Le rôle des parents

Restez toujours vigilants et agissez en fonction de la situation.

1- Un week-end d’intégration (WEI), une soirée d’intégration sont annoncés

Assurez-vous que :
– le jeune sait où il ira. Si tel n’est pas le cas, il faut interpeller le chef d’établissement ou l’encadrant pour connaître le lieu et le programme du WEI ou de la soirée d’intégration. Ce sont bien les parents qui paient !
– le jeune doit rester en possession de son téléphone. Dans le cas contraire, c’est qu’on lui interdit de communiquer avec l’extérieur, avertissez alors le chef d’établissement ou un encadrant.

Incitez le jeune à dire non s’il ressent ce qu’on lui propose comme humiliant, dégradant ou dangereux. Lui conseiller, si le cas se présente, de se regrouper avec les jeunes qui partagent ses réticences pour pouvoir refuser.

Soyez attentifs à certains signes qui peuvent laisser penser qu’il s’agira d’un bizutage si on demande au jeune :
– De répondre à un questionnaire « bizarre » ( alcool préféré, position préférée…)
– de se munir de vêtements qui ne craignent rien, d’apporter de l’alcool.
– de signer une décharge de responsabilité en cas d’accident (aucune valeur juridique)
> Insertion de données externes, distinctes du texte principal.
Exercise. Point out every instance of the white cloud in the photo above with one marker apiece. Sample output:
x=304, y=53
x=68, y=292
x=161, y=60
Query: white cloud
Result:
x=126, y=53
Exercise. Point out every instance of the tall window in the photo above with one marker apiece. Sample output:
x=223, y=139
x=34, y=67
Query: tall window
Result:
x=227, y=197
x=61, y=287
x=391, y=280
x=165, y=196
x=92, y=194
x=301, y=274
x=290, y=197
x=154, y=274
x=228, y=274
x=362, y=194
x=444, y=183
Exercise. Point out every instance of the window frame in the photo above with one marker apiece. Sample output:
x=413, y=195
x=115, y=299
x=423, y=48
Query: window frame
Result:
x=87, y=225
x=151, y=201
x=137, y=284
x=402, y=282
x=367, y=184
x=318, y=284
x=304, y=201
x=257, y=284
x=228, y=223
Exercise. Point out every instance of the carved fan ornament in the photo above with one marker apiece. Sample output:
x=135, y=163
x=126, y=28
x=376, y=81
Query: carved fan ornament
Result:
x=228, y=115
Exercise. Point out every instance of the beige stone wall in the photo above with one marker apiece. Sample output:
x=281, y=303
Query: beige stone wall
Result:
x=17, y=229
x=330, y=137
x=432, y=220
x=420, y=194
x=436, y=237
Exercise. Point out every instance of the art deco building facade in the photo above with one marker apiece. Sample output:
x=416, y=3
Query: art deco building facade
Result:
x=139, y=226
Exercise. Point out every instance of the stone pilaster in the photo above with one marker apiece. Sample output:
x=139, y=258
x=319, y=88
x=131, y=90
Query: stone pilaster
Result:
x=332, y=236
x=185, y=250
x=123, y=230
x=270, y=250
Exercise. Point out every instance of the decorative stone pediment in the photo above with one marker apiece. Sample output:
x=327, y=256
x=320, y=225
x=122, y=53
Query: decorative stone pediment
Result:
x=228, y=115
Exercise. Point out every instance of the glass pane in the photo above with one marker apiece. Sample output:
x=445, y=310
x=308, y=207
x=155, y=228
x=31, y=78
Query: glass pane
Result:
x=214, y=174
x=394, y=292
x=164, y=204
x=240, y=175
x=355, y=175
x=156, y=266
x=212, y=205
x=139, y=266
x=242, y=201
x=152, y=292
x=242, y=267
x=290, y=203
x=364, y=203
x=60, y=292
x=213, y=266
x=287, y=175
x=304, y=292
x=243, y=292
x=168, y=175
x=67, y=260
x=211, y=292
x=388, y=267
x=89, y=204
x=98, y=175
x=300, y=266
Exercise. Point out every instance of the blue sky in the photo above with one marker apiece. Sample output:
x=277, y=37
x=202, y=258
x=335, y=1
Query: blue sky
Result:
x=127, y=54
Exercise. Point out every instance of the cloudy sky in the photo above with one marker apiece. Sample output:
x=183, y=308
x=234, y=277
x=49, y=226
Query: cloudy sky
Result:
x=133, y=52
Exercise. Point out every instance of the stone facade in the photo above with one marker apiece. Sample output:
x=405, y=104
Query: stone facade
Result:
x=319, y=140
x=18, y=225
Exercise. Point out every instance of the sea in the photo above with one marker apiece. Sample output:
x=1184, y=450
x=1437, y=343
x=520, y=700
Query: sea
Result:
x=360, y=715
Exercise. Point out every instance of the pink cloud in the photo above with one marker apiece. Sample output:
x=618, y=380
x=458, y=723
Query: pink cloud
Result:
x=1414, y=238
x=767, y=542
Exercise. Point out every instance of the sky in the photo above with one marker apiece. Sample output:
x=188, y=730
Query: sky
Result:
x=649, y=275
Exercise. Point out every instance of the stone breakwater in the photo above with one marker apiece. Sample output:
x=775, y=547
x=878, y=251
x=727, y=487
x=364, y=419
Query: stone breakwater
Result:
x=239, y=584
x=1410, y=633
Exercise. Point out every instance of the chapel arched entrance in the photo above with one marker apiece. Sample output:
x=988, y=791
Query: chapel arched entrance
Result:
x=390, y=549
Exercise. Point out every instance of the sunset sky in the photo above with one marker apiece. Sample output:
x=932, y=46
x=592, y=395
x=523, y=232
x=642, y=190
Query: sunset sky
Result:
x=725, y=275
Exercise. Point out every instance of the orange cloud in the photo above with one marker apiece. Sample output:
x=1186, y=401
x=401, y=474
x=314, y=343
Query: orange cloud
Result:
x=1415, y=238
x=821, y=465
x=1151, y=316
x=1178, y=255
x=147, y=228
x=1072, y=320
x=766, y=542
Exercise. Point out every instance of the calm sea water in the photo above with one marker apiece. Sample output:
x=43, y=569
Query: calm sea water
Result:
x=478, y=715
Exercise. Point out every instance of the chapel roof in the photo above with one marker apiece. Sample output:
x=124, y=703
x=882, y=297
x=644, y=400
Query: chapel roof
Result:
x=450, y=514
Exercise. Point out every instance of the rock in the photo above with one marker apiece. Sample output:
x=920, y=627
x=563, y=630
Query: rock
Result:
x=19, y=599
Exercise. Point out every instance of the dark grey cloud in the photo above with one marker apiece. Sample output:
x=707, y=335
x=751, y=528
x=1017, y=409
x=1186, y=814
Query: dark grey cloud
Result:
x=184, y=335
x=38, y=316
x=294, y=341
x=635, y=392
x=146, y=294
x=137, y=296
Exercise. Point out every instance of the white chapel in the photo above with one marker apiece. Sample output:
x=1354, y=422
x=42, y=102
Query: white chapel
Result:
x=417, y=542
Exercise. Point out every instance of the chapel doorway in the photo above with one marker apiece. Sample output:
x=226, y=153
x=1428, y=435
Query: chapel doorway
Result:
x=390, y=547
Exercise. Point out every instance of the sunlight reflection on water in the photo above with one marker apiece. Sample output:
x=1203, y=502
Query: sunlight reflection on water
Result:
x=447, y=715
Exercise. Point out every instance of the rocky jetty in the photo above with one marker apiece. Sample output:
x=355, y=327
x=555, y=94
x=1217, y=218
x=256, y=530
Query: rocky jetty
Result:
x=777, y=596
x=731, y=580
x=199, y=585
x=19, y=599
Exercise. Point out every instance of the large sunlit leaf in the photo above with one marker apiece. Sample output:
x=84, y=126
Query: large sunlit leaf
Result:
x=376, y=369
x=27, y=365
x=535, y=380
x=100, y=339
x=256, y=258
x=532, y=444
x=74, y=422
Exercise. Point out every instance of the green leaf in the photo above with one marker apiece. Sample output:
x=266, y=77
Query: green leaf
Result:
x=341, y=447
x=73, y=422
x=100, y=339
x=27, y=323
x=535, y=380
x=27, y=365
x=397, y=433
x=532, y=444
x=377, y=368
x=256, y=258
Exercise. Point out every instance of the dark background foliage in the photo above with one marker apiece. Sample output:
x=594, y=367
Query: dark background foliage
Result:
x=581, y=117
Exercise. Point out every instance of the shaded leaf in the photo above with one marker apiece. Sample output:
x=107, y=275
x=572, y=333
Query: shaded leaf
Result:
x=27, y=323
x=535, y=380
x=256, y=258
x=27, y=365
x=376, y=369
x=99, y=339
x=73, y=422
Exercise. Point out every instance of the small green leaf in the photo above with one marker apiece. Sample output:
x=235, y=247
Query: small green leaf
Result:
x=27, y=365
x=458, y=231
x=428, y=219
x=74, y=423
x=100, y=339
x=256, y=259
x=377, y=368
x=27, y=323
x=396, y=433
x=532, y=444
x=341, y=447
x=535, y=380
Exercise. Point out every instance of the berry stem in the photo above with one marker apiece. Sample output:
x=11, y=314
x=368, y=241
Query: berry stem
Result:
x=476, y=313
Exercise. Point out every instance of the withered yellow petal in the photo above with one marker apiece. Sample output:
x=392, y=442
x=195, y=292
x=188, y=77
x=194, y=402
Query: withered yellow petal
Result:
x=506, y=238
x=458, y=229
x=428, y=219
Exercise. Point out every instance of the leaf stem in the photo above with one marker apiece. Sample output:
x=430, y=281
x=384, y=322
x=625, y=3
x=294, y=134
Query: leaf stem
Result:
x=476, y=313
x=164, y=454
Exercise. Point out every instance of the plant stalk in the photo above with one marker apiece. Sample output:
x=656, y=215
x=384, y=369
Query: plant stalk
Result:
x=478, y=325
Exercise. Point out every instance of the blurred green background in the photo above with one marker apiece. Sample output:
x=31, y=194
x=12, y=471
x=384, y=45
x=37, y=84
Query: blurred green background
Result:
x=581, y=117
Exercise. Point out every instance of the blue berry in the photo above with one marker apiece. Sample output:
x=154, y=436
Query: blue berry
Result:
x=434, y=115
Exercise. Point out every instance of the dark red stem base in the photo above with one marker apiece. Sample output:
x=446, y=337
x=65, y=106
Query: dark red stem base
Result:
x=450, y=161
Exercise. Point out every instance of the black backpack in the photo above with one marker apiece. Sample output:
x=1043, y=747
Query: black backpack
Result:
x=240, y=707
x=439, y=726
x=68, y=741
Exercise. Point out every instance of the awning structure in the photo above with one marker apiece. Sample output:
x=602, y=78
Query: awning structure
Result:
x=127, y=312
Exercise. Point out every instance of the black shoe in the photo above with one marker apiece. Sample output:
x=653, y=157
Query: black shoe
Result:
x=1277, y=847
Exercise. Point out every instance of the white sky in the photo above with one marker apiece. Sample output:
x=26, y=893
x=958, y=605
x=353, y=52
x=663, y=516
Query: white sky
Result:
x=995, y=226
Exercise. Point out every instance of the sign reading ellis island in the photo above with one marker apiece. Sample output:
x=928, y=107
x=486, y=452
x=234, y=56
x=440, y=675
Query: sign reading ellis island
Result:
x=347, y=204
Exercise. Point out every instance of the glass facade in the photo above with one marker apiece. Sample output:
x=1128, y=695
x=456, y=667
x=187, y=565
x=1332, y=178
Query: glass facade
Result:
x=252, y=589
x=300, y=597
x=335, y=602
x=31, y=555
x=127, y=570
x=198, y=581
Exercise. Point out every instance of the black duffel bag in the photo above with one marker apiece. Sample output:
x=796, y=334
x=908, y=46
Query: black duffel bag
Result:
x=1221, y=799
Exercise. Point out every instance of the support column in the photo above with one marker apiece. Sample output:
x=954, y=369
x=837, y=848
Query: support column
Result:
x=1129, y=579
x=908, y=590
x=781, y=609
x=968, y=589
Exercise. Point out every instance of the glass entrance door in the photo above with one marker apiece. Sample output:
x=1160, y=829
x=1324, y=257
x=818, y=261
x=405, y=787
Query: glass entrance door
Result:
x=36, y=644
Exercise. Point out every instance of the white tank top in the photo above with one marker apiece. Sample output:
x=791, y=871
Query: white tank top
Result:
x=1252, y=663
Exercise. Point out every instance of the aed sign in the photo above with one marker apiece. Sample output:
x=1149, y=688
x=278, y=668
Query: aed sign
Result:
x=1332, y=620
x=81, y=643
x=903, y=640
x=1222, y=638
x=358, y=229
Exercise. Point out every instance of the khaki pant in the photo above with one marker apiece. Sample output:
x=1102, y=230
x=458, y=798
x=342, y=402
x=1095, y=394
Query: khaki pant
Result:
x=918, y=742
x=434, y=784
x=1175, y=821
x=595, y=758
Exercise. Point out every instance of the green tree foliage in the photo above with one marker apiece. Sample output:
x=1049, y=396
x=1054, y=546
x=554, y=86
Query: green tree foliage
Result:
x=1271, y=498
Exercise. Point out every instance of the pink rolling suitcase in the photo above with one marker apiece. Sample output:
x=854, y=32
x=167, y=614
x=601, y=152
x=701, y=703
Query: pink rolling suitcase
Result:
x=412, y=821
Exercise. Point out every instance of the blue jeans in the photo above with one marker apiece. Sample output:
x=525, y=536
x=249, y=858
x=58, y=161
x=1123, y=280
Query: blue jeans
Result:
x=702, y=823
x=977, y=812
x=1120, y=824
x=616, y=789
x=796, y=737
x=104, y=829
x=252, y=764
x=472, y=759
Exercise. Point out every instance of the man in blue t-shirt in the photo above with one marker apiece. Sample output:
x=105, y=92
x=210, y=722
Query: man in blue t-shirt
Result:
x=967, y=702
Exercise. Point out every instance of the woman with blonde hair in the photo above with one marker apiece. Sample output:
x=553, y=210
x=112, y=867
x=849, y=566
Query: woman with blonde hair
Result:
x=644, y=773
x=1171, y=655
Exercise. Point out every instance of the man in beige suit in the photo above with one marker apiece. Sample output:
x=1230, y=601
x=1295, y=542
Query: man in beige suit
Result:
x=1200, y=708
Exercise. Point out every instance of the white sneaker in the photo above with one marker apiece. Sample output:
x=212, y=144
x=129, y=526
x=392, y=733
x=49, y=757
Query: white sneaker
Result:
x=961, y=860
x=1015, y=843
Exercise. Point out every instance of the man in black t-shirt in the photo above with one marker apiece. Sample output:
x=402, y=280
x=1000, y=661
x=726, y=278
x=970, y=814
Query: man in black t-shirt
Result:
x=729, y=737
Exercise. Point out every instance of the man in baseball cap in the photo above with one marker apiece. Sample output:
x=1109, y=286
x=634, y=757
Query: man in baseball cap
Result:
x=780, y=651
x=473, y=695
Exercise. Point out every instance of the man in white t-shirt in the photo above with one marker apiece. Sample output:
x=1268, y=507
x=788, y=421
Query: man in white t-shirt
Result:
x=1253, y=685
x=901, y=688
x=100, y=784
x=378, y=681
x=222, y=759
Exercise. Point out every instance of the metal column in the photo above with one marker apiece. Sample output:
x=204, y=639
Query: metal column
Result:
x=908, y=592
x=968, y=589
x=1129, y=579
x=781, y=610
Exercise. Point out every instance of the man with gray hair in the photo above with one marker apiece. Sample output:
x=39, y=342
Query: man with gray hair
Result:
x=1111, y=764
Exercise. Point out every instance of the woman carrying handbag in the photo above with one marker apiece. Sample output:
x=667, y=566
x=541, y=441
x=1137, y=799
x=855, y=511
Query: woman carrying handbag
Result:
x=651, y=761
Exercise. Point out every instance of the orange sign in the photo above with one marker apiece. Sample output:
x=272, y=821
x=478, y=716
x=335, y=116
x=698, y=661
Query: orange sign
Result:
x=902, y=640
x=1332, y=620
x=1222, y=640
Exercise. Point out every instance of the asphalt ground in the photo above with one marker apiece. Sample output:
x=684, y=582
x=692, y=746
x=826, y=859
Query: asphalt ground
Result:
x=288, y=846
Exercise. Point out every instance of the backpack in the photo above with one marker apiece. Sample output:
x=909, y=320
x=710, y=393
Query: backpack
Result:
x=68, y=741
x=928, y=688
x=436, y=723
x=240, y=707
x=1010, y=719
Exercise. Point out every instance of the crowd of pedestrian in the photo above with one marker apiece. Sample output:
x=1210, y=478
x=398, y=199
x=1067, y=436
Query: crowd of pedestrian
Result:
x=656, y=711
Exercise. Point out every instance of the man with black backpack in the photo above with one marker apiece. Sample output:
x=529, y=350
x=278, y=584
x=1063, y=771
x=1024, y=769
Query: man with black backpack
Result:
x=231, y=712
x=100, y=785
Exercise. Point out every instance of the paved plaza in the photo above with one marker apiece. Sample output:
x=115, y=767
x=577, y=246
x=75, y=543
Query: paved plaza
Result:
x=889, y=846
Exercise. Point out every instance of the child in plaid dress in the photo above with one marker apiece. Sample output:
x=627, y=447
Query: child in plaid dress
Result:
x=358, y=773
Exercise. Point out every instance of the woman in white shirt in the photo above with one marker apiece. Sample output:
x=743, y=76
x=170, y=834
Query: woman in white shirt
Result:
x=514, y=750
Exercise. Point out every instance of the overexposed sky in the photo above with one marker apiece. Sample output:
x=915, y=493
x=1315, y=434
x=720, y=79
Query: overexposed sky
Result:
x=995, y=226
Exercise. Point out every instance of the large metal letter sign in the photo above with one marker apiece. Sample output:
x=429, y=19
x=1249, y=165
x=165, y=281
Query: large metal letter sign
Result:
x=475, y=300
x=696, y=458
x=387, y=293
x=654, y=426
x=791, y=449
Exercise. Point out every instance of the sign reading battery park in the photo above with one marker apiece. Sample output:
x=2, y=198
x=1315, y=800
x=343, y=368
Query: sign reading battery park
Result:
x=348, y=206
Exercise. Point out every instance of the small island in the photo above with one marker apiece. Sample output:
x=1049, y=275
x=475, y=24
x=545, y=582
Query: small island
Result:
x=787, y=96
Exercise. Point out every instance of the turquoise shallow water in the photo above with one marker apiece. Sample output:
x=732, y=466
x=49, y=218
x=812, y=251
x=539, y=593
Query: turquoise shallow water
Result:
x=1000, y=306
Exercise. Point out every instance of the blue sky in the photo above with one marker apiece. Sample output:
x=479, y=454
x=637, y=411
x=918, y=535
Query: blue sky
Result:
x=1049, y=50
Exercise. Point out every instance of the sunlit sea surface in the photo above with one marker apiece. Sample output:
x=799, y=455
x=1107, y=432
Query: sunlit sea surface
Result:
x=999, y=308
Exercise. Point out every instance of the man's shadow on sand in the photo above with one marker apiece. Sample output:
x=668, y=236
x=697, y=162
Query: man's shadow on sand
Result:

Si vous pensez qu’il peut s’agir d’un bizutage, contactez immédiatement l’établissement et le  Comité National Contre le Bizutage pour que le WEI ou la soirée d’intégration soient interdits.

2- Après la rentrée

Le bizutage est un phénomène lié à la rentrée mais il peut se poursuivre tout au long de l’année.

Le jeune va mal ? il veut quitter l’établissement ?
Peut-être a-t-il été victime ou est-il victime d’un bizutage. Il ne peut pas raconter ce qui s’est passé ou ce qui se passe car il a honte, honte d’avoir accepté, de ne pas avoir pu ou su dire non, honte de ce qu’on lui a fait subir ou de ce qu’il est en train de subir.
Peut-être a-t-il été témoin de scènes traumatisantes. En particulier les filles qui sont souvent victimes d’actes à connotations sexuelles.

Encouragez-le à parler, écoutez-le, ne portez pas de jugement sur son incapacité à dire non, ne minimisez pas les actes subis pour vous rassurer. Dites-lui que dénoncer un bizutage ce n’est pas être « une balance » et que dénoncer un délit est le devoir de tout citoyen.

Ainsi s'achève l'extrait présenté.